The idea of King Richard having a hunched back was thought apocryphal. He was given a hunched back in Shakespeare's play about him, which was written over a century after his death in 1485 (his death was in 1485; the play was in 1592 - to avoid the dangling modifier issue). Before then, his physical attributes were that of rumor and myth.

That is until recently, when his body was found underneath a car park in Leicester, at the site of the Battle of Bosworth Field. He did indeed have a hunched back.

Well, actually he had a condition known as scoliosis. It is a deformation of the spine, a curve where a curve shouldn't be. Scoliosis affects posture, and comes in varying degrees.

Which is where we come to the offence; the person who took offence has the same condition. The complaint was that the news was referring to King Richard III as the Hunchback King. Hunchback is deemed derogatory.

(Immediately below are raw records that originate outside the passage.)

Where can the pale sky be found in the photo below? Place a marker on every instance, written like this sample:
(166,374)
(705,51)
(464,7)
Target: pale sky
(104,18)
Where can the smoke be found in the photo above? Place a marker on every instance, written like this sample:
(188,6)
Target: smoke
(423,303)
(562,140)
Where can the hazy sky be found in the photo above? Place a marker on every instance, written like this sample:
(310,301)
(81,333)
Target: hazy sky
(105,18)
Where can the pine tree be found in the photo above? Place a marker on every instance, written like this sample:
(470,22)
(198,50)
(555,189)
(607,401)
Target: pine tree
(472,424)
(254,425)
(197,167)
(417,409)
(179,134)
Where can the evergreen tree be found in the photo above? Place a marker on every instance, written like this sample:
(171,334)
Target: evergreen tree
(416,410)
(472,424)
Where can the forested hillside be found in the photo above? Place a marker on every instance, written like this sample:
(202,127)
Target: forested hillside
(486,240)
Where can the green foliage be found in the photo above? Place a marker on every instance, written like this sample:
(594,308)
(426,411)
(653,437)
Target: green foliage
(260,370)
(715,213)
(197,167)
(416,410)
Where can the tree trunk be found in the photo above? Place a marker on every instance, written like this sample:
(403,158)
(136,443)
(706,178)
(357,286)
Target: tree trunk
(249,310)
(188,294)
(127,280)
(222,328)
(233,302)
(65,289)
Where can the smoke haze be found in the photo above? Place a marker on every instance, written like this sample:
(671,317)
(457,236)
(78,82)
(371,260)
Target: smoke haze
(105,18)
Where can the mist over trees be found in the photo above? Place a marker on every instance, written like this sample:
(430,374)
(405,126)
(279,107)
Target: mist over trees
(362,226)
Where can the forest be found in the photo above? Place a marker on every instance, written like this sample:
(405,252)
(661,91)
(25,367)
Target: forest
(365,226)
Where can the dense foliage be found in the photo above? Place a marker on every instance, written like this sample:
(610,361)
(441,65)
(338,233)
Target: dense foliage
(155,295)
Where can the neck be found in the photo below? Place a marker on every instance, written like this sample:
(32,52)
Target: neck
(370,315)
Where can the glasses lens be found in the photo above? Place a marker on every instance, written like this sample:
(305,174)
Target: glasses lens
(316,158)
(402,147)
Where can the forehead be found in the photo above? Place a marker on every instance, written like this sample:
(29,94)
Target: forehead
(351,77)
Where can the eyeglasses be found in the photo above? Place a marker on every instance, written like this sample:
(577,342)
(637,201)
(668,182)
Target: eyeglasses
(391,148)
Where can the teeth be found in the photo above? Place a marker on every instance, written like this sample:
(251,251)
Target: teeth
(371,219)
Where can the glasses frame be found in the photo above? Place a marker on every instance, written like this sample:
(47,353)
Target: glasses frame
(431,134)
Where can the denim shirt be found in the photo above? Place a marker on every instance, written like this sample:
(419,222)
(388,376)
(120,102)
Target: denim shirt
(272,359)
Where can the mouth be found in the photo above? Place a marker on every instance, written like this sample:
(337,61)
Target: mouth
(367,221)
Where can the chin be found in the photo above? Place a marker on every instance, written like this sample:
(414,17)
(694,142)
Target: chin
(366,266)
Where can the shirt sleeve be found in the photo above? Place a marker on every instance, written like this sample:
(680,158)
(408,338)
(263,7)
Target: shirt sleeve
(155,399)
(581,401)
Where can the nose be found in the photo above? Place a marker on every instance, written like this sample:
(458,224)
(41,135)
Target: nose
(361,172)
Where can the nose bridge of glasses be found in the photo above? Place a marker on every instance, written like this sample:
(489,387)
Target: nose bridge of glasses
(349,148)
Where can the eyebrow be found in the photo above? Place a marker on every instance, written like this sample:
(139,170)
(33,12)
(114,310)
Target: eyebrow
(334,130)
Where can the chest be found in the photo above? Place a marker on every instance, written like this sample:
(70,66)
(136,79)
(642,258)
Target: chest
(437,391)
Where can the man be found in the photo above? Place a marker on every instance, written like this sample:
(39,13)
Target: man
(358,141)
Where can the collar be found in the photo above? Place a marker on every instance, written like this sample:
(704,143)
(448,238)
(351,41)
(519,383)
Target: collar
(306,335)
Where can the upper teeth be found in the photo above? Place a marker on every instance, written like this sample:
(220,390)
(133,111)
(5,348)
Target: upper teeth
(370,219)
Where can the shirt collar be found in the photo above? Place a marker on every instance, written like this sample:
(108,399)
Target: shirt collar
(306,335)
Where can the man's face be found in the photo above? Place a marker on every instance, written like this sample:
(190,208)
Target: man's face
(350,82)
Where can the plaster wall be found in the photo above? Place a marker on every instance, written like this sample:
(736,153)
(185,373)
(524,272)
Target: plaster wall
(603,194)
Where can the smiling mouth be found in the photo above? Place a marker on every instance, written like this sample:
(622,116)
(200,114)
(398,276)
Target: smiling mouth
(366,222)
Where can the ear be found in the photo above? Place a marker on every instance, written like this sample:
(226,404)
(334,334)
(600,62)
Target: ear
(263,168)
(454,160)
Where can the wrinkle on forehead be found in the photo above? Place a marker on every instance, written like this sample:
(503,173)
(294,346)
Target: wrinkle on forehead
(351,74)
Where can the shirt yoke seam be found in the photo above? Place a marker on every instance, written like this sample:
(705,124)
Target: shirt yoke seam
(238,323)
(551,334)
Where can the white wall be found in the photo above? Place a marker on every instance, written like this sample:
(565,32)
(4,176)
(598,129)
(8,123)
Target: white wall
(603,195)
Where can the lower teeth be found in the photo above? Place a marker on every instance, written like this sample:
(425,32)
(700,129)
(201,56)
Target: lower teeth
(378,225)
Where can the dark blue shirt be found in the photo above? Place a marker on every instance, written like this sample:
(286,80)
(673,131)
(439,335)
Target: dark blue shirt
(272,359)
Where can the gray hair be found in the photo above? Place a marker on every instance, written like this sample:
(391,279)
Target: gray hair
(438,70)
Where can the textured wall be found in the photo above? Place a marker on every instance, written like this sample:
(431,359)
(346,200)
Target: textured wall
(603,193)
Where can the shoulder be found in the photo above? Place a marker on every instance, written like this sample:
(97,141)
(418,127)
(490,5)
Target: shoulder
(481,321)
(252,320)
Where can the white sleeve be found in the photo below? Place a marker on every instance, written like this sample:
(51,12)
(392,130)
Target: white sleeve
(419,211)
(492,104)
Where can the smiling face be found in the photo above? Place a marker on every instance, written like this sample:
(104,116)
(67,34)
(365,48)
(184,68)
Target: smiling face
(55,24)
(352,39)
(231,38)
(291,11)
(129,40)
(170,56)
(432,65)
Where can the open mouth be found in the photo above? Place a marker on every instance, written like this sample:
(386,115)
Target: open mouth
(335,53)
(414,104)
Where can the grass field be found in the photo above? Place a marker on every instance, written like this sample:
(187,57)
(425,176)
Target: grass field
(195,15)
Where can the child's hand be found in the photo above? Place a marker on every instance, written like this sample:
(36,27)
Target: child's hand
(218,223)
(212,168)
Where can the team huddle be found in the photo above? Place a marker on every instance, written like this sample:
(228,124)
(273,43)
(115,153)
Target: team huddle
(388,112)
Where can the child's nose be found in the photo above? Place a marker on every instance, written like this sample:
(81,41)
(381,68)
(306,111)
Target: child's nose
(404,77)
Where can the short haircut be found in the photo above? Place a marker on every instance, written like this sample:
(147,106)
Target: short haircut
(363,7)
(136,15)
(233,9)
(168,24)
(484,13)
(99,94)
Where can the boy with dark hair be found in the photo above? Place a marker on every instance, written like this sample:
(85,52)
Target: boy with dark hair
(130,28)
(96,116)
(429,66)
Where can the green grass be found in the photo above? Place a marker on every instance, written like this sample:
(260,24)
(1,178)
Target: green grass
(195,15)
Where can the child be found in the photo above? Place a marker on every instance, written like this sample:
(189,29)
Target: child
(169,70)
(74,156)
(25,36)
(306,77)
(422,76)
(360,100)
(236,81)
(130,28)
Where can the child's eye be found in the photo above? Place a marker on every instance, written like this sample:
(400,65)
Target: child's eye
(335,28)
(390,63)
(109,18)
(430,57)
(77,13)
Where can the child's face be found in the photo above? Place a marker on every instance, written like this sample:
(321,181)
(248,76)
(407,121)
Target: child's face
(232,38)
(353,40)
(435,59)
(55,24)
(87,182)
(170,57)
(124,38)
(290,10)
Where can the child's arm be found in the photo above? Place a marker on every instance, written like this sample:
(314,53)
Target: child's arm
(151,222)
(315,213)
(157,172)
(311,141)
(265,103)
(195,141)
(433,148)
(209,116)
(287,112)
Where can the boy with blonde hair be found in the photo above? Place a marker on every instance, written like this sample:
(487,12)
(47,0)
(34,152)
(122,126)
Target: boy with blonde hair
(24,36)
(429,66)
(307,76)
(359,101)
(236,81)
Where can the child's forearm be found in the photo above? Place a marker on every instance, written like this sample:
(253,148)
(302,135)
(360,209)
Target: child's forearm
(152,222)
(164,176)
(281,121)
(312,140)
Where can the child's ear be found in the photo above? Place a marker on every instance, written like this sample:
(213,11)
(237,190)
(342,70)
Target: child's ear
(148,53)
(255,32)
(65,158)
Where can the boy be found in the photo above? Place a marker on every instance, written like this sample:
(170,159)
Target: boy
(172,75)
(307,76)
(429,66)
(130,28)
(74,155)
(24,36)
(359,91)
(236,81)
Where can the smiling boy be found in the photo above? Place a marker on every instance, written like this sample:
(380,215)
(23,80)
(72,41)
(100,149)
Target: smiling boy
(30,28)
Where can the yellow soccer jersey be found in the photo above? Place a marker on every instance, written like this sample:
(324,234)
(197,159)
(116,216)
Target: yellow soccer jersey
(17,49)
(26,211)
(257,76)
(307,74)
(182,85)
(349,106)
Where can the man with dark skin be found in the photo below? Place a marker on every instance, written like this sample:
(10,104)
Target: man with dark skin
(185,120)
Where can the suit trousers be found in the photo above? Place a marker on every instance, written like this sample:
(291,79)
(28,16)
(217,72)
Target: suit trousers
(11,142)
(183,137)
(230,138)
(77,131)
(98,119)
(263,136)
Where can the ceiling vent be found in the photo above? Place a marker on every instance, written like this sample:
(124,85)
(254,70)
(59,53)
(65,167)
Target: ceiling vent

Obviously you don't have to have the affliction to take the offence. So do you? Are you offended when the story of Richard's exhumation goes along the lines of "...King Richard the Third, also known as the Hunchback King, who died in the Battle of Bosworth Field in 1485..."?

Should a news source use such an offensive word?

The argument for changing the language is the offence to scoliosis sufferers. The counterargument is that King Richard III was indeed known as the Hunchback King. The news is simply stating a fact, a popular fact from the classroom to help the public identify which monarch is the one in question.
The counter-counterargument is that the term "hunchback" is not nearly as loaded as other words deemed so utterly offensive today - i.e. what if he was referred to as the N-word King? Would the news be so quick to dismiss the accusations of derogatory language?

Can the definition of offence be retrospectively changed? Should we wince when we read the words 'negroes' and 'coloureds' in books before the Civil Rights movement? Or, for a more recent example, should radio stations have censored Fairytale of New York by the Pogues for the line "You scumbag you maggot, you cheap nasty faggot?"

One answer is yes, and that our morals and teachings today should be applied to the past the same way that we know slavery has always been wrong. One answer is no, and that to not refer to his nickname on the news is akin to censorship and no different from censoring his physical traits in Shakespeare's play.

My answer is I don't know. I too have scoliosis. It's not sufficient to warrant the term hunchback, but if it were would I be offended?

I don't know. Richard III died in 1485, and he's causing me a headache tonight.